We may also disclose information that does not identify an individual and cannot reasonably be used to identify an individual which is derived from a consumer’s Personal Information, as well as deidentified PHI that has been modified to remove individually identifiable information in accordance with HIPAA’s deidentification standards.

8. Notice of Financial Incentive

We also sometimes offer exclusive price discounts, rewards, offers, deals, coupons, or other perks for those: (1) participating in our loyalty or rewards programs; (2) recipients of our mailing lists who were presented with a financial incentive to sign up; and (3) app subscribers who were presented with a financial incentive to download the app (“Programs”). Under California law, participating in any of our Programs is considered a financial incentive provided in exchange for the collection and retention of Personal Information. Through our loyalty or rewards programs, consumers may provide us with any or all of the categories of information in the Types of Information We Collect section above. Participation in these programs is optional and consumers may opt out at any time. In addition to this disclosure, each program contains terms specific to that promotion. Your participation in any of these programs will be interpreted as affirmative consent to the terms of that particular program. We offer these Programs to, among other things, enhance our relationships with our customers. The value to our business, in the aggregate, of customers’ Personal Information depends on specific facts, such as whether and to what extent they take advantage of any offerings. We do not calculate the value of customers’ information for our accounting statements. To the extent we would, however, such valuation could be directly or reasonably related to the cost associated with acquiring or developing such information.

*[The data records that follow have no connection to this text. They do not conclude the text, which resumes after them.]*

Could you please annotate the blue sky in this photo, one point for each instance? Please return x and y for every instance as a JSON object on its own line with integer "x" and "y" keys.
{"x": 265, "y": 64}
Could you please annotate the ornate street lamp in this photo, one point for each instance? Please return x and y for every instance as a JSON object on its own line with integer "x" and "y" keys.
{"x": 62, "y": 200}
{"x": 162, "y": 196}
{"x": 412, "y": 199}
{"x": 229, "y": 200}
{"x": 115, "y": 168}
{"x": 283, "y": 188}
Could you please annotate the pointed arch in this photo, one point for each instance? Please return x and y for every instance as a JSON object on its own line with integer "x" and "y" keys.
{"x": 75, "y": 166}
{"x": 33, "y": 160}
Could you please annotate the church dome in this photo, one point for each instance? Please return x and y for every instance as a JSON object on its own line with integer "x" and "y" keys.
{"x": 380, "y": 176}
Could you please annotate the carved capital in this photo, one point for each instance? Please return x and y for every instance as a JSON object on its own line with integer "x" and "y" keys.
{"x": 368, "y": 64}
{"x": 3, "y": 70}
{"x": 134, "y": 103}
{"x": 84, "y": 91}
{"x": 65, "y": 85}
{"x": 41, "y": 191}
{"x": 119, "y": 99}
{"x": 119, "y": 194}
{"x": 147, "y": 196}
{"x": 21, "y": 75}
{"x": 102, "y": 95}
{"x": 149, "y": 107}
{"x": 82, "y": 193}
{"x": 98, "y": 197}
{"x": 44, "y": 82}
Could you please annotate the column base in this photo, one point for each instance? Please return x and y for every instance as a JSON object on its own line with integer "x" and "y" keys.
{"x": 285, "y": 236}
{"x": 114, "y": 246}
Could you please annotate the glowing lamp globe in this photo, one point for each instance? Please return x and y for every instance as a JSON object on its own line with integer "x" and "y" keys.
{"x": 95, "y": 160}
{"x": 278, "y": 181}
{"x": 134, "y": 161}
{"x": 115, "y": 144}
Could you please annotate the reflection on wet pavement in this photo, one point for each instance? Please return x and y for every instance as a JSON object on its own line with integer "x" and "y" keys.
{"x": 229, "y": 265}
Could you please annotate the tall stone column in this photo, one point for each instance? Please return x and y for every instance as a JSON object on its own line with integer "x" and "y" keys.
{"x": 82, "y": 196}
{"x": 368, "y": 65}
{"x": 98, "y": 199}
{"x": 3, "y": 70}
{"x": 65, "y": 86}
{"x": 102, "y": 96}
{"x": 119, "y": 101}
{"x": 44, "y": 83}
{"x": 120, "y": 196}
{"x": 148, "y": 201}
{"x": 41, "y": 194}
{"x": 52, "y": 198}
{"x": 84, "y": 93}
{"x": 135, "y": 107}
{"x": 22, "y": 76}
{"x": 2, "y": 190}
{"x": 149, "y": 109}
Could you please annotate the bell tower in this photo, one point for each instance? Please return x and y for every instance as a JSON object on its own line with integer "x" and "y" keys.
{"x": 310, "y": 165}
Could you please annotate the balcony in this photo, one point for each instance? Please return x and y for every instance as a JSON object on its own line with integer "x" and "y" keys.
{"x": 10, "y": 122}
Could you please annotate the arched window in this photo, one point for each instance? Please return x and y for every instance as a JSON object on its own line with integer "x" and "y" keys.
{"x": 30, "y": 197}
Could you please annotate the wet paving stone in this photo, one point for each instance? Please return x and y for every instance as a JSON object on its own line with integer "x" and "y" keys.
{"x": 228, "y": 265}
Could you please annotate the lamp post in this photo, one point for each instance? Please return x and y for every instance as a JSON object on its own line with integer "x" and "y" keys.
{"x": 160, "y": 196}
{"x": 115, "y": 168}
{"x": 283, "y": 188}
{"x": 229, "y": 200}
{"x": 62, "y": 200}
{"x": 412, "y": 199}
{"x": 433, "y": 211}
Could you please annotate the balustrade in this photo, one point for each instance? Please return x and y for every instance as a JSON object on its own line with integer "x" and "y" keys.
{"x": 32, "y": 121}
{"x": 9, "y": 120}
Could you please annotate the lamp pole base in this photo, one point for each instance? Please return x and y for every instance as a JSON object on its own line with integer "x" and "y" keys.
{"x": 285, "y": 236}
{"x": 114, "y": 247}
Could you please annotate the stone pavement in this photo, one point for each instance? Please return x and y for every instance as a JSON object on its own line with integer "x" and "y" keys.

9. Additional California Privacy Rights

California residents may also ask us to provide them with (i) a list of certain categories of personal data that we have disclosed to third parties for their direct marketing purposes during the immediately preceding calendar year, and (ii) the identity of those third parties. California residents may make one request per calendar year. In response to your written request, we are permitted to provide you with a cost-free means to opt-out of such sharing. To opt-out of such sharing cost free, email us at privacyoffice@medly.com. When you contact us, please include a subject line that states “CA Shine the Light Request,” state that you are a California resident, and identify that you would like to opt out of sharing your data with third parties for their direct marketing purposes. You can also opt out by sending this same information to us at: Medly Health Inc., Attn: Privacy Officer, 31 Debevoise Street, Brooklyn, NY 11206.